Kojima fantezisini gerçekleştirir de müziklere abanmaz mı? Ee baya abanmış. Oyunda onlarca farklı lisanslı müzik var. Oyunda spesifik anlarda manzaraya karşı çalan bu müzikler oyunun ambiyansına inanılmaz olumlu bir etkide bulunmuş. Şöyle düşünün. Oyunda bir şehire doğru çok zorlu, yıpratıcı uzun mu uzun bir seyahat gerçekleştiyorsunuz. Tüm engelleri aşmanın verdiği tatmin duygusu ile nihayet dağın tepesine ulaşıp şehire doğru sakin sakin iniyorsunuz. Tam bu sırada gün batımı manzarısı eşliğinde rahatlatıcı bir müzik çalmaya başlıyor. Tüm kötülükler geride kalmış, tehlike ve stres dolu anlar bitmiş, büyük bir gururla şehre doğru iniyorsunuz. İnanılmaz bir terapi gibi.
Kısacası oyun teknik açıdan da sesler açısından da çok başarılı.
Toplayacak olursak. Death Stranding kesinliklikle herkesi mutlu etmeyecek, kendi şahsına münhasır deneysel bir oyun, Benim de içinde bulunduğum bir kesimi inanılmaz memnun ederken diiğer bir kesim için ise. ”Bu ne be kargo oyunu mu?” demesine sebep olacak bir oyun. Sony bu tarz riskli bir işi nasıl finanse etmiş anlamak zor. Bakın arkadaşlar bu gerçekten çok pahalı bir oyun. AA indie kafası ile yapılmış, AAA bir oyun var karşımızda. Oyun ile gelen eleştirileri anlıyorum ama bu oyuna beklentilerinizi bir kenara koyup şans verin.
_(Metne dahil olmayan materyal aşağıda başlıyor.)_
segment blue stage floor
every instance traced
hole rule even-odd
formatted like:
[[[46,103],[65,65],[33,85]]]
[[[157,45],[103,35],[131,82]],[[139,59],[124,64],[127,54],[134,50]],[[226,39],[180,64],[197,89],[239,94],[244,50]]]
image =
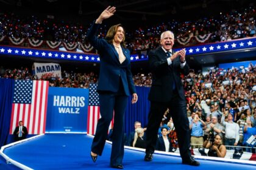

Death Stranding benim için asla unutulmayacak, yeri kolay kolay dolmayacak eşsiz bir yolculuk oldu. Gerek karakterleri, gerek senaryosu ve verdiği mesaj, gerek sanatsal tasarımları ile çok farklı bir oyun. Bu oyun ticari kaygılar değil, aşk taşıyor. Tutku ile yapılmış, yıllardır Konaminin baskısı altında kalmış bir dehanın patlaması bu oyun. Kimilerine göre kargo taşıma simülasyonu kimilerine göre baş yapıt. Benim için bu oyun baş yapıt.
Çok övdüm biliyorum. Sözde bu eleştiri videosu idi ama yok. Ben bu oyunu en fazla bu kadar eleştirebilirim. Herkese hitap etmeyen, yer yer gıcık derecede kendini gizem perdesi arkasına saklayan bu oyuna benden 8.0 puan.
Anasının ak sütü gibi helal olsun. Yeni oyunu bekiyorum Kojima.